How to make emoji | Computing
Language is always evolving, and the prime example of this in the digital age is surely the rise of emoji — the little cartoonish pictograms that adorn text messages, emails, even pictures these days. Every year brings a new wave of tiny, emotive drawings. Originating in Japan in the late ‘90s, emoji are now everywhere, a universal language that crosses devices, operating systems, and international borders. No matter what country you are from or language you speak, you can recognize the jubilance in the “Face with Tears of Joy,” or that the person sending you an eggplant emoji is hankering for some eggplant parmesan right now.
Emoji can convey a wide range of sentiments, but what if you want something specific, something not available among the typical slate of emoji? It is possible to make your own emoji, albeit with some restrictions. Here’s how.
Use a messaging service that allows for custom emoji
If you use a messaging app like Discord or Slack — the former is popular with people playing multiplayer video games, while the latter is used by a lot of businesses for internal communications — then you may be happy to learn that adding your own emoji is a simple process.
To add an emoji, you first need to actually create one. Messaging services will typically have restrictions — on Slack, which we’ll be using to demonstrate, emoji can be no larger than 64KB, and neither the height nor width can exceed 128 pixels.

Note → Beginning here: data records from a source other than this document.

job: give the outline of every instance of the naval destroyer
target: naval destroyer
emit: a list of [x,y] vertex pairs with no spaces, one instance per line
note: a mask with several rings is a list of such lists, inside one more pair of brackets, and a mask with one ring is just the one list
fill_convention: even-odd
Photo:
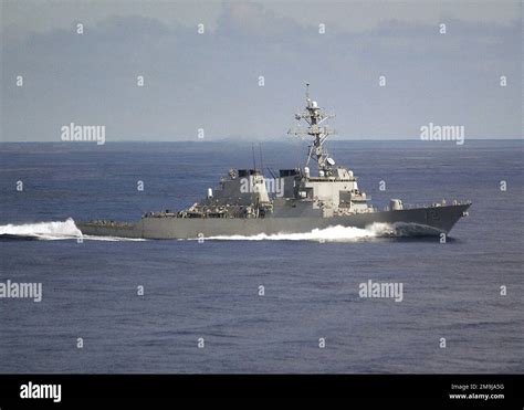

Open the image-editing software of your choice (for example, the free, web-based Pixlr).
If you’re confident in your artistic skills, you could make an emoji using the tools provided in the program. For a traditional emoji look, start with a yellow circle using a shape tool. Note: Use a transparent background, so the emoji will show up seamlessly against any background.
Then, add features like a mouth and eyes using tools like the pencil or shape tool.
If you’re looking to make an emoji out of a currently existing image, the process is simple. First, find a picture you want to make into an emoji, such as a picture of Nic Cage in the movie Con Air.
Open the image in your photo-editing software. Using the lasso tool, trace along the edge the future emoji.
Once you’ve made a complete circuit, cut the selection (CTRL + X), then create a new image (and preferably make the background transparent, so the emoji will look good against any chat background).
Paste the image into this new window.
Make any remaining edits you might want, then save the image as a PNG (so as to preserve the transparent background).
However you end up creating your emoji, once you’ve saved it, open up your messaging app (in this case Slack).
Click the emoji button, then scroll down until you see the link labeled add custom emoji here. Click it, then upload your image file and give the emoji a name.
On Discord, find the server you want to add an emoji to, then open the drop-down menu in the upper left …
… and select Server Settings.
Next, click Emoji, then click the Upload Emoji button.
Note: You’ll need permission within the server to upload emoji. If it’s a server you created, you’ll automatically have that, but if the server’s creator has placed restrictions on who can upload, you’ll have to talk to them.
The next level: Make a pitch to the Unicode Consortium
Uploading emoji to services like Slack or Discord is easy, but you might be wondering how to get your emoji into the company offered by major platforms like iOS and Android. As it turns out, the set of emoji that users find on just about every device (including such classics as “smiling face with sunglasses” and “zipper-mouth face”) is actually regulated by a group known as the Unicode Consortium. Unicode is a widely accepted standard for encoding text on electronic devices, ensuring that texts sent from a device will show up properly on the receiving end, no matter the make or model.
The consortium maintains a carefully controlled list of approved emoji. If you want your emoji creation to show up in this prestigious catalog, you’ll need to submit a proposal to the selection committee. The committee judges emoji based on a number of factors; aspiring emoji artists must take into account how frequently people would actually use the new emoji, how distinct the image is, and whether it fills a niche that other emoji currently aren’t. (Emoji can’t be specific people or brands, so our Nic Cage emoji is dead on arrival, sadly.)
The full requirements for making a proposal are available on the Consortium’s site.